Chi Kuen Kwok         
Theatre Production/Psychology concentration
           
Chi Kuen (Jimmy) Kwok, who comes from Hong Kong, worked for ten years there as a dubbing artist, providing Cantonese voice-overs for English films, utilizing his writing and translation skills for such famous actors as Jim Carrey, Brad Pitt, Leonardo DiCaprio and Mike Myers. At the same time, he was a performer for Zuni Production and Edward Lam Dance Theater, giving over 100 performances in Hong Kong, Beijing, Macau, London, and Okinawa, in the native tongue of each city.
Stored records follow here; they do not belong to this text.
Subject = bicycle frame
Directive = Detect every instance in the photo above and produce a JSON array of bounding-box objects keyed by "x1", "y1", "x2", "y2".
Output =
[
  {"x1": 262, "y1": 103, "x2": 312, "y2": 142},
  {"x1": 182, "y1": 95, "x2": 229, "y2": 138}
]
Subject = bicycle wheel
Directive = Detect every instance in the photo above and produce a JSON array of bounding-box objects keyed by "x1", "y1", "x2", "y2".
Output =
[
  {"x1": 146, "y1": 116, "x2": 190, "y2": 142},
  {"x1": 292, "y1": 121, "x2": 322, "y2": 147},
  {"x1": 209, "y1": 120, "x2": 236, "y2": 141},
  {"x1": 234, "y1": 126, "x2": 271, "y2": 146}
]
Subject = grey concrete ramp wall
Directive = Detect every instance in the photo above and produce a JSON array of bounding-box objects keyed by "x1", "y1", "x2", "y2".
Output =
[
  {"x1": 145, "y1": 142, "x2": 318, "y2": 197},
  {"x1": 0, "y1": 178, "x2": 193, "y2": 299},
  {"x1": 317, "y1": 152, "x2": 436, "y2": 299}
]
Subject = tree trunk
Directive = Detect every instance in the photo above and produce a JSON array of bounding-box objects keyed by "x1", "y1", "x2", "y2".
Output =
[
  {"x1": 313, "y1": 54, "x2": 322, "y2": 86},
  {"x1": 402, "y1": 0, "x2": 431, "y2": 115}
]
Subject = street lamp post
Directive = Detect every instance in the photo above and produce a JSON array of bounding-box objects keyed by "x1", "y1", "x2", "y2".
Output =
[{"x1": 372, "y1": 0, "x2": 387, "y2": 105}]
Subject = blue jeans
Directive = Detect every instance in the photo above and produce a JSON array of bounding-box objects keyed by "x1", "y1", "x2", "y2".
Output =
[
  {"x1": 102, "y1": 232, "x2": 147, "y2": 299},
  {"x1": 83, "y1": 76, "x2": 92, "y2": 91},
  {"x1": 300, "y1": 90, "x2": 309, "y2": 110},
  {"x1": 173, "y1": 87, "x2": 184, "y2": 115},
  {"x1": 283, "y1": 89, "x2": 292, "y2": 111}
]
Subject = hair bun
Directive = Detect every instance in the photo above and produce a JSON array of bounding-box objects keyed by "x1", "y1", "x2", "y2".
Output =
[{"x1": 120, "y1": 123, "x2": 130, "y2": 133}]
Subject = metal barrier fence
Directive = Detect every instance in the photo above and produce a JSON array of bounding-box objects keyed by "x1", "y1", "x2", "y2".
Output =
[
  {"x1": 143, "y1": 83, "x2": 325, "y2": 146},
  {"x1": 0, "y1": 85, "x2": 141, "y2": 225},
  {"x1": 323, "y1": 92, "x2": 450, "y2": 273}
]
Then, he founded the production company “Jimmy’s Style,” where he worked as the director, writer and performer, using the stage to educate the community about social issues that had no other forum in Hong Kong, such as AIDS, homosexuality, women’s rights, and the former colony’s identity crisis. He achieved success and recognition in Hong Kong and other parts of Asia but wanted to play to a broader, more sophisticated international audience, so he came to New York to pursue a higher education.           
           
Kwok completed two areas of concentration in the CUNY BA Program, one in Theater Production and one in Psychology. In the spring 2004 semester, Kwok wrote “The more psychology classes I take, the more I believe there is a strong connection between theater and psychology. When studying child psychology and social psychology, I learned not only the psychologies of children and human interactions, I also found most of the theories behind those psychologies could be used as themes for plays.” Kwok has been accepted to the MSW programs at Hunter, Columbia and NYU.